The pastor's office at First Congo isn't a very private space. You can look through a window and see directly into the dance room where, depending on the time of day, you might catch belly dancers working their abdominals or observe New York transplant Joe Murphy as he leads a group of children in a theatrical, world-music-inspired, sing-along experience called Music for Aardvarks.
Cornish says she's inspired watching Murphy, a shared-space partner, who, in turn says he doesn't know where Music for Aardvarks would be if it wasn't for First Congo's commitment to area artists.
When Murphy and his wife, Virginia, moved from New York to Memphis to raise their family, they went directly to First Congo, looking for a space to instruct, rehearse, and perform.
"It was so supportive," Murphy says. "At First Congo, they really want people to be included. They try to open doors for everyone in inclusive ways. I want our programs to enhance that idea."
Murphy also works with his wife in the First Congo-based improv group, Playback Memphis, a company that makes the kind of art that enhances Cornish's idea of a strangers' church. Playback is an experimental theater troupe that explores relationships, the idea of community, and the boundaries between social justice and performance.
"Right now we're working on a huge project with the Mid-South Peace & Justice Center," Murphy says. "It's called the Police/Community Reconciliation Project. We go into a community like Frayser and gather experiences and, working with the police, we 'play it back' to them to identify barriers that might exist."
When First Congo celebrated its recent birthday, the congregation participated in a call-and-response litany acknowledging that some churches are better known for who they exclude than who they include. The collective answer to that charge: "We're not all like that." But nobody had to say a word to know the score, all you had to do was look around the sanctuary.

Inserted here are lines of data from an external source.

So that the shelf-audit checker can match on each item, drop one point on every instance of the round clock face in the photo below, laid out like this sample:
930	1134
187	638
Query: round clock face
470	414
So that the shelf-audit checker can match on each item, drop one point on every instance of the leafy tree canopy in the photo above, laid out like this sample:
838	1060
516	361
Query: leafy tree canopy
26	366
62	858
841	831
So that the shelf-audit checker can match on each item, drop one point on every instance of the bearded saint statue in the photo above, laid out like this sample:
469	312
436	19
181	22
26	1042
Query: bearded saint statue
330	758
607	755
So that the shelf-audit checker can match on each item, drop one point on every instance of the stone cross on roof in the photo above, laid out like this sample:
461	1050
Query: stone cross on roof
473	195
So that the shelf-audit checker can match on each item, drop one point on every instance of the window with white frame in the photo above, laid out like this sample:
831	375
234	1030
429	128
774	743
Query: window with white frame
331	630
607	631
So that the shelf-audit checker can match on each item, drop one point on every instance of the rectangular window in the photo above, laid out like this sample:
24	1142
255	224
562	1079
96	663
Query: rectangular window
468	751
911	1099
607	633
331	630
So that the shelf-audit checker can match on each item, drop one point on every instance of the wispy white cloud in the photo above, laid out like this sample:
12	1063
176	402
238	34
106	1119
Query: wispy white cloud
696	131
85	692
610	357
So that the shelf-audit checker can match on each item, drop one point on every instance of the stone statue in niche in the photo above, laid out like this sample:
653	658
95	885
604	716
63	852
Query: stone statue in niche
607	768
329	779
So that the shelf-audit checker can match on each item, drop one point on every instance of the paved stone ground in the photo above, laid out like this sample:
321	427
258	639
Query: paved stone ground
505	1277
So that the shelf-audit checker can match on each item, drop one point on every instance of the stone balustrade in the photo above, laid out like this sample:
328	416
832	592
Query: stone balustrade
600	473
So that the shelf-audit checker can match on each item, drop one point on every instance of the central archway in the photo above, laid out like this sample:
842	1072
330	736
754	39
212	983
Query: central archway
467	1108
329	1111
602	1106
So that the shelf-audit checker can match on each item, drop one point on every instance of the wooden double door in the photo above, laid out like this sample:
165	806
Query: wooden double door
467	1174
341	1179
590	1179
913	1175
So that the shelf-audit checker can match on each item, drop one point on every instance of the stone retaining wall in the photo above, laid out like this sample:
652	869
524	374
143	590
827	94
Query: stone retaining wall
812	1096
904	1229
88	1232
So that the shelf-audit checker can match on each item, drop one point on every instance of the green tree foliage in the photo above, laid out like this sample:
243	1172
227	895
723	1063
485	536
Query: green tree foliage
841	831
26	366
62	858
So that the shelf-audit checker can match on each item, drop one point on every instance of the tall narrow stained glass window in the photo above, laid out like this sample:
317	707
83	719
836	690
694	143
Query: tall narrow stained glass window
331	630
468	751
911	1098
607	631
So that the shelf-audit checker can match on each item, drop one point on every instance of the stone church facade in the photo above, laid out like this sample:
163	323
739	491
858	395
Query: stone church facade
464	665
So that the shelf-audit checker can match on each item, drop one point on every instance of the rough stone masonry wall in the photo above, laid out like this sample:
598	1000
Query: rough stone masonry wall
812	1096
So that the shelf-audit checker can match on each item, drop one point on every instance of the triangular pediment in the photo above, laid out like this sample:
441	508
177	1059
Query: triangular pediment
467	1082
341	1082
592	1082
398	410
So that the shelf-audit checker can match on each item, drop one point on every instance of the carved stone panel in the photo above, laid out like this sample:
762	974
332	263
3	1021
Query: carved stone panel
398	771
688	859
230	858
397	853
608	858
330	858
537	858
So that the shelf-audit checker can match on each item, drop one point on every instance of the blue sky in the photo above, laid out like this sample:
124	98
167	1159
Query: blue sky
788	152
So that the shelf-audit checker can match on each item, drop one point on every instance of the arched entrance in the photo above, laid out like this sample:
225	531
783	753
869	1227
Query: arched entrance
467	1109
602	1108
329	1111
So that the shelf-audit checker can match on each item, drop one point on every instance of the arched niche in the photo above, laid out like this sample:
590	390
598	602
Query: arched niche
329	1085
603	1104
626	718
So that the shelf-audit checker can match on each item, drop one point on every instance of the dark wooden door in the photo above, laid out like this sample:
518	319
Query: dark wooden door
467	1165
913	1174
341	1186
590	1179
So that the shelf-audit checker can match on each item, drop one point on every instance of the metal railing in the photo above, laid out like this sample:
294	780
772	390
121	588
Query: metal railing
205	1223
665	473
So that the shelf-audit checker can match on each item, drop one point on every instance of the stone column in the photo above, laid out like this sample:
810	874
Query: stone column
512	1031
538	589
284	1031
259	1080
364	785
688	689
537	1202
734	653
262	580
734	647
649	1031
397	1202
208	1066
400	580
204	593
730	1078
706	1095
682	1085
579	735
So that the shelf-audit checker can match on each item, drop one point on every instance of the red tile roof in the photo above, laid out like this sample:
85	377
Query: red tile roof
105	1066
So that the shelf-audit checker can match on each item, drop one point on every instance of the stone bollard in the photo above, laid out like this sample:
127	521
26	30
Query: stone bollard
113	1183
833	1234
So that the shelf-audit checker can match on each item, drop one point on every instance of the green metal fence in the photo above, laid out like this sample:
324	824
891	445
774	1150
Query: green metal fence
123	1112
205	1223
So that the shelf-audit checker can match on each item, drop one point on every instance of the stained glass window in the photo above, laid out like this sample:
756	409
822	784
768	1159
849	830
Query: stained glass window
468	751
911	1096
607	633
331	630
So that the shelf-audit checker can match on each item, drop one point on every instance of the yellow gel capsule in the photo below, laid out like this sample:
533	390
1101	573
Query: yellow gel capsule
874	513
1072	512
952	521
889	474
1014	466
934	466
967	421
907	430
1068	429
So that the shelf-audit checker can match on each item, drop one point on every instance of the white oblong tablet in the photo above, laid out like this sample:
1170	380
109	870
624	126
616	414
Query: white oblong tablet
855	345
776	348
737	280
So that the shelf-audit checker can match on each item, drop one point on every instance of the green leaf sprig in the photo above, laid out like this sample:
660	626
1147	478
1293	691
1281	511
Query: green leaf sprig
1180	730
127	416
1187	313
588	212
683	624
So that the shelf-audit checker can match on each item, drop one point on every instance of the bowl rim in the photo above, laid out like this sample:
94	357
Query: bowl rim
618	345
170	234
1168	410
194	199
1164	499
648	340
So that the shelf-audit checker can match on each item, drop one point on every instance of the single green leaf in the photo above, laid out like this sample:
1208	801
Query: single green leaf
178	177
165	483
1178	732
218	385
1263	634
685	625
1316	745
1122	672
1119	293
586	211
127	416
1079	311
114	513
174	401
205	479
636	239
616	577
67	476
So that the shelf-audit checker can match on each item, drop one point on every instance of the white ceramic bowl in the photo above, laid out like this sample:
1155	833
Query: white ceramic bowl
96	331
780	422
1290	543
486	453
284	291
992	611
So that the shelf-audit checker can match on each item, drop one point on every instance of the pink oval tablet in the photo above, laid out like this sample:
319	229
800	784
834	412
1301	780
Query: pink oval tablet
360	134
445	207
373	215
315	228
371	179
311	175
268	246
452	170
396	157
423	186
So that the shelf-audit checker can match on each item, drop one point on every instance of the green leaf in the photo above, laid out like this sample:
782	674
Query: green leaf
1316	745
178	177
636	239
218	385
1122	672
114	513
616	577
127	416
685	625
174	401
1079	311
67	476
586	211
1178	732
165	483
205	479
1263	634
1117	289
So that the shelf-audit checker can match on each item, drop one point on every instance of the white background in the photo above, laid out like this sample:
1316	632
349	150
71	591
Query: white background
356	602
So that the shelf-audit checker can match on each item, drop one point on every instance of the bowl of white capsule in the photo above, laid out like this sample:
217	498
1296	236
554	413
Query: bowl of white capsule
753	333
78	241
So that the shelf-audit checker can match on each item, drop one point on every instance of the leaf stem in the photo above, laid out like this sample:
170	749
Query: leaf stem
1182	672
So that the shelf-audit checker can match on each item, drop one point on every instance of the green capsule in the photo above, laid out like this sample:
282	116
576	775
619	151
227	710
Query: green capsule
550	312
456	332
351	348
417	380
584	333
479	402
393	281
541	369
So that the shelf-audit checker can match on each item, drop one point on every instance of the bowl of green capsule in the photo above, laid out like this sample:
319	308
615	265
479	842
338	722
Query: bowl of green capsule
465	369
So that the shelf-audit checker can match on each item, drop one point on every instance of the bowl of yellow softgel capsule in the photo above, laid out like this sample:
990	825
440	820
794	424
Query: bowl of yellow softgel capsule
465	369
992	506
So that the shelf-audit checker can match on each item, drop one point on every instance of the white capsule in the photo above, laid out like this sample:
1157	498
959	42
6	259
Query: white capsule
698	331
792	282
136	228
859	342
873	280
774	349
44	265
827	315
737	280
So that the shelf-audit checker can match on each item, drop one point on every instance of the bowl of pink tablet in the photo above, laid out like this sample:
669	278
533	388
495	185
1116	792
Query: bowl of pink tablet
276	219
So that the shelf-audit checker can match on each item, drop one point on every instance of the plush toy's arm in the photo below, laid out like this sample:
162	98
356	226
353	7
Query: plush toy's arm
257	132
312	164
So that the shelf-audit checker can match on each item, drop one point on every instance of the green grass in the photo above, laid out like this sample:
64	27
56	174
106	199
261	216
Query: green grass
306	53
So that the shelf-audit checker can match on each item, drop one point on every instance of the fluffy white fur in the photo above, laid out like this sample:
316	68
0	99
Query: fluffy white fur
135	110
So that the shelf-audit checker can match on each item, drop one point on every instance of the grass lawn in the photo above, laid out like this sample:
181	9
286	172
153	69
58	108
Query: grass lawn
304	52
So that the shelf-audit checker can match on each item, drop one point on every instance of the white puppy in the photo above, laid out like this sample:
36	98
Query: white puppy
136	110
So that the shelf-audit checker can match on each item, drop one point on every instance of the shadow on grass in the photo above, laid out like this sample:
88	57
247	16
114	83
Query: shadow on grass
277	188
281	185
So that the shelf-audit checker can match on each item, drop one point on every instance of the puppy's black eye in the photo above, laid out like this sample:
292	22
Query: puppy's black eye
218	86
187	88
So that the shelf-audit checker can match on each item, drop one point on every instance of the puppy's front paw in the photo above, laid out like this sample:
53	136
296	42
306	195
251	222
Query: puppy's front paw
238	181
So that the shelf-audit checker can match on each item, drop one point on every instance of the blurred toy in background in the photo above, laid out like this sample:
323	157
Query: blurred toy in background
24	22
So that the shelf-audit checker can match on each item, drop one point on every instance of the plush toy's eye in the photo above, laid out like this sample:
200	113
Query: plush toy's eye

Mary Button is First Congo's minister of visual art. She's a New York University grad who grew up Lutheran. She made art about religion, until she trained at divinity school to develop her skills as a liturgical artist. Button is tasked with turning the First Congo sanctuary into an ever-changing series of massive art installations that reflect the congregation's identity and respond to regular features on the church calendar. Button likes to talk about the transformative powers of art, and an idea she calls, "sacred time," the condition she hopes her installations promote.
"It is central to First Congo's vision to imagine God in a new way," Button says. "That means imagining the Creator in our lives in a new way. And it means seeing ourselves in a new way in the world. These are some things that art allows us to do."